The term "remuneration" is mentioned 549 times in BHP Billiton’s 2015 annual report, showing how much attention the directors pay to the matter. The remuneration report takes up 33 pages of the company’s annual report.
Admirably, the document deals in much detail with the pay packages of its executives, as well as those of its nonexecutives.
If other companies dealt with their remuneration disclosures the way Billiton does, shareholder activism would be dead.
In terms of Billiton’s remuneration policy, many of its directors, including CEO Andrew Mackenzie, were quite active on the directors’ dealings front last week.
Mackenzie exercised his options to acquire 73 527 shares in the world’s biggest miner.
At today’s price of R188.18/share, Mackenzie’s loot was worth R13.8m. But he did not have to pay a cent for the stock.

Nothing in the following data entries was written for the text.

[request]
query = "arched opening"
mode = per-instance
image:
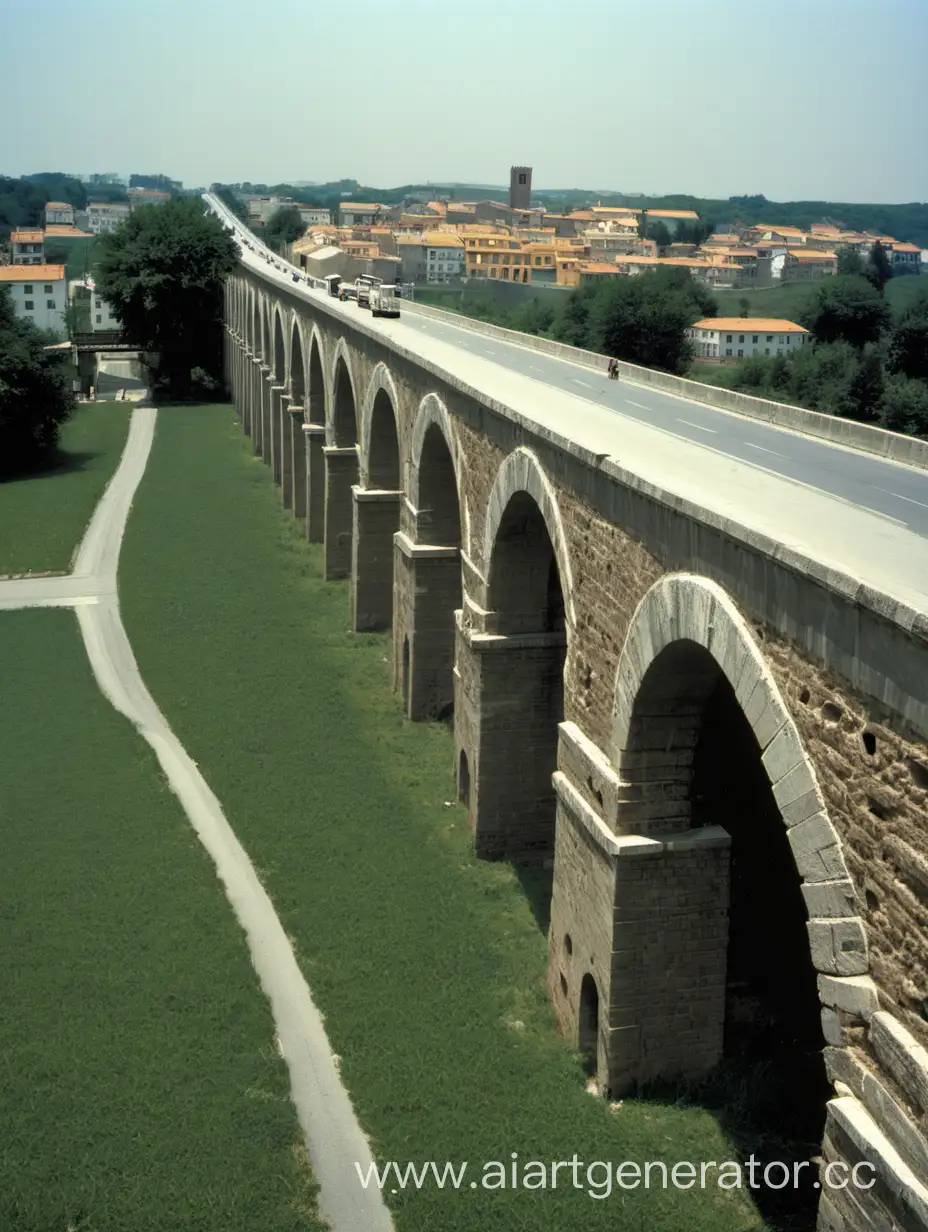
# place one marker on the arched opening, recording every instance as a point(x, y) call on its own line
point(464, 780)
point(317, 383)
point(769, 1088)
point(344, 413)
point(383, 460)
point(340, 476)
point(588, 1025)
point(297, 378)
point(429, 582)
point(524, 688)
point(439, 508)
point(376, 520)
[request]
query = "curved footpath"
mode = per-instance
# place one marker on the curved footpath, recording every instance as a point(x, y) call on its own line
point(333, 1136)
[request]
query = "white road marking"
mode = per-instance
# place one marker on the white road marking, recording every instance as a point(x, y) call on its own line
point(764, 450)
point(908, 499)
point(690, 424)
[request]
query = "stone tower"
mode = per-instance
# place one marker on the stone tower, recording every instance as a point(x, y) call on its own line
point(520, 187)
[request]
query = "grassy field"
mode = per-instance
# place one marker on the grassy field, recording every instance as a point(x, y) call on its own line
point(43, 516)
point(428, 965)
point(785, 301)
point(139, 1084)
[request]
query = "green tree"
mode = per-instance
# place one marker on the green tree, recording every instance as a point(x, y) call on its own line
point(879, 267)
point(846, 309)
point(35, 393)
point(849, 263)
point(162, 272)
point(866, 388)
point(228, 198)
point(285, 226)
point(908, 340)
point(641, 320)
point(905, 405)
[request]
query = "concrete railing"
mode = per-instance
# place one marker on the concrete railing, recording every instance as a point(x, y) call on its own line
point(812, 423)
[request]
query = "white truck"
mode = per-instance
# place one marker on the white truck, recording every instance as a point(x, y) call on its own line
point(385, 301)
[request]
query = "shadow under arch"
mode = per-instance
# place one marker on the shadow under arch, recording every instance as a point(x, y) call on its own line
point(703, 738)
point(521, 675)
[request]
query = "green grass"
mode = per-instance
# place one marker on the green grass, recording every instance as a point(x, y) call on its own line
point(139, 1084)
point(43, 516)
point(786, 299)
point(428, 964)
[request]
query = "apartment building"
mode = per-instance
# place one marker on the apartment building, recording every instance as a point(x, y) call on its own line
point(743, 336)
point(40, 293)
point(59, 212)
point(27, 248)
point(106, 216)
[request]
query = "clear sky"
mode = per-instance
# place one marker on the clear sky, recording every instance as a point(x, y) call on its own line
point(795, 99)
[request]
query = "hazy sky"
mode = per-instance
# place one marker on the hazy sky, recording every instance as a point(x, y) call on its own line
point(799, 99)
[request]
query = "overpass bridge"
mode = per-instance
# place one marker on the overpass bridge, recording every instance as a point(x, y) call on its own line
point(687, 657)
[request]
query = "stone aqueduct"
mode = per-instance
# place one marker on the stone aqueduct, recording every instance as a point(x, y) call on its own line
point(636, 697)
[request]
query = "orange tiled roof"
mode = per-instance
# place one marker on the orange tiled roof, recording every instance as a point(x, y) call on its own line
point(31, 272)
point(749, 325)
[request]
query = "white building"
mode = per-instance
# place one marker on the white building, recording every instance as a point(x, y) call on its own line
point(106, 216)
point(101, 314)
point(743, 336)
point(444, 256)
point(28, 248)
point(314, 217)
point(40, 293)
point(59, 212)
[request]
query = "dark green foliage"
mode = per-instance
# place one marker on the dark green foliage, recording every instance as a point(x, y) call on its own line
point(228, 198)
point(284, 227)
point(163, 275)
point(35, 393)
point(879, 269)
point(846, 309)
point(905, 405)
point(850, 263)
point(908, 340)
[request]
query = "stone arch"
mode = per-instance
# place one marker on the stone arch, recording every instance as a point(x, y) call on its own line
point(428, 566)
point(528, 610)
point(316, 376)
point(521, 474)
point(380, 431)
point(279, 354)
point(296, 378)
point(704, 742)
point(341, 418)
point(434, 458)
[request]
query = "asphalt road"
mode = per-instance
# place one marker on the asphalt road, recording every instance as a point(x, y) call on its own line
point(887, 488)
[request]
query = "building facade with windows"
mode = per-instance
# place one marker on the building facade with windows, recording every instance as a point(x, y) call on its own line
point(106, 216)
point(59, 212)
point(720, 338)
point(27, 248)
point(40, 293)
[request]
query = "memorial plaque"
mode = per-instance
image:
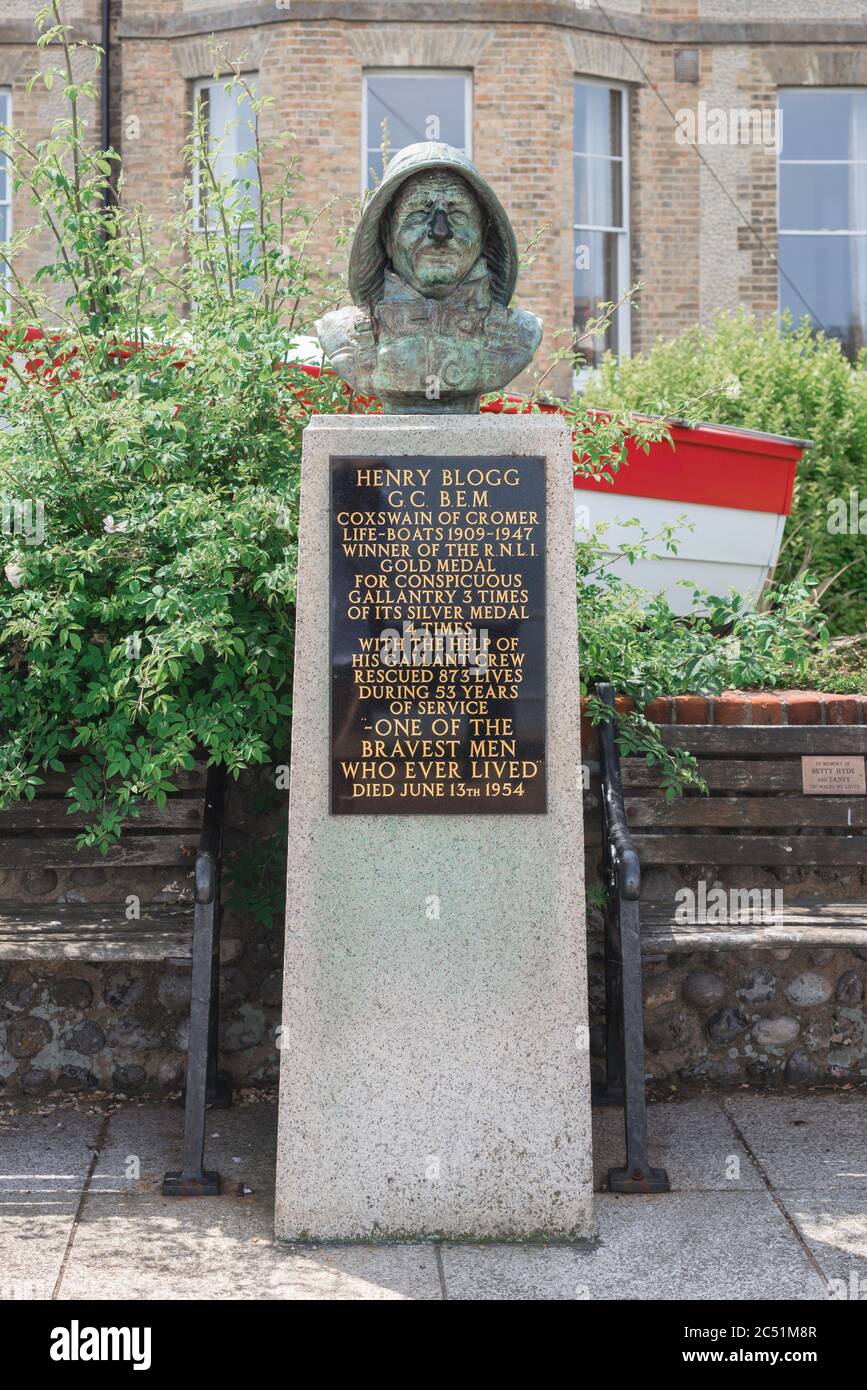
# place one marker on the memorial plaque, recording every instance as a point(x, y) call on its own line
point(832, 776)
point(438, 635)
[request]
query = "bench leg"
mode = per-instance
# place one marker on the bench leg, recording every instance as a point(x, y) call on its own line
point(193, 1180)
point(218, 1094)
point(637, 1176)
point(612, 1090)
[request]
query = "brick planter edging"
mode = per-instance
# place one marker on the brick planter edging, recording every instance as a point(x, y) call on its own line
point(741, 708)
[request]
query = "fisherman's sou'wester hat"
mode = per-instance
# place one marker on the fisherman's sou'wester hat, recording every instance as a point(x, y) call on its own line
point(368, 259)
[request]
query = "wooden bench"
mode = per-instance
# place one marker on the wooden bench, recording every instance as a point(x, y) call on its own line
point(753, 815)
point(186, 834)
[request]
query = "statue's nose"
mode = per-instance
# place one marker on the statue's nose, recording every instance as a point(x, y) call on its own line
point(441, 228)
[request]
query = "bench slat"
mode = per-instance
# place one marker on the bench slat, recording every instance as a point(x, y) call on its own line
point(748, 811)
point(59, 851)
point(95, 931)
point(752, 849)
point(807, 923)
point(769, 740)
point(723, 776)
point(45, 813)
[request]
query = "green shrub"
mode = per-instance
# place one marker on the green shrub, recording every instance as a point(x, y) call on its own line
point(759, 375)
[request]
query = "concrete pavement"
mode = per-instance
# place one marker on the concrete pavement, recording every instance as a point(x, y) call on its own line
point(769, 1201)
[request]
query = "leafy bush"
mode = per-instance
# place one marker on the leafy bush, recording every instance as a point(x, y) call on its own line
point(741, 371)
point(150, 471)
point(150, 463)
point(637, 642)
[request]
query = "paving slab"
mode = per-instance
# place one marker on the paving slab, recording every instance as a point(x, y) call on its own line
point(731, 1246)
point(694, 1140)
point(147, 1247)
point(807, 1141)
point(43, 1166)
point(146, 1139)
point(834, 1225)
point(134, 1243)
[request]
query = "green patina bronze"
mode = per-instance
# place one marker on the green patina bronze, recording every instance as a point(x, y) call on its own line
point(432, 268)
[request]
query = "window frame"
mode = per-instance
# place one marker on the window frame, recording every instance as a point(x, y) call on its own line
point(200, 85)
point(820, 231)
point(624, 234)
point(414, 72)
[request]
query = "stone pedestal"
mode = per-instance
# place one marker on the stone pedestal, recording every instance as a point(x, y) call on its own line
point(435, 1077)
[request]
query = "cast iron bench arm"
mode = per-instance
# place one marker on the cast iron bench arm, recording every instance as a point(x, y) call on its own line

These were shares that vested to him under the deferred-share scheme of the company’s short-term incentive (STI) plan of 2014. Mackenzie achieved 85% of the STI targets, which entitled him to a short-term bonus of US$2.3m in a cash and shares mixture.
Half of this will be paid out in 2018.
He received another 9 377 shares in terms of "dividend equivalent payments".
For the long-term incentive (LTI) share awards to vest to the directors, Billiton was required to deliver a total shareholder return (TSR) that exceeded its peer group of companies by 5.5% for each of the five years that ended in June 2014.
"In relation to the LTI awards granted in 2010, BHP Billiton’s TSR performance was negative 15.2% over the five-year period from July 1 2010 to June 30 2015," says the company in the report.
"This is below the weighted median peer group TSR of negative 4.5% and below the index TSR of positive 78.6% over the same period. This level of performance results in zero vesting for the 2010 LTI awards, and accordingly all 129 648 of the CEO’s 2010 LTI awards have lapsed."
Six of Mackenzie’s senior colleagues were subjected to the same treatment
This is exactly the kind of remuneration policy that puts directors in the same boat as their investors. Not only is performance measured over a period of five years, but the payment of any due benefit is withheld for about three years after it is due.
"The [remuneration] committee is guided by those measures in supporting our executives in taking a long-term approach to decision-making in order to build a sustainable and value-adding business," says the company.
Mackenzie still took home a total pay packet of $4.5m for the 2015 financial year.
In Billiton’s remuneration, you don’t you see such excuses as "attraction and retention of skills" to justify obscene payments to directors.
Billiton goes a step further. It structures the pay of its nonexecutive directors in such a manner that they are also in the same boat as investors in the company.
Nonexecutives must utilise at least 25% of their annual board fees to buy stock in the company. This they must hold for the duration of their tenure on the board.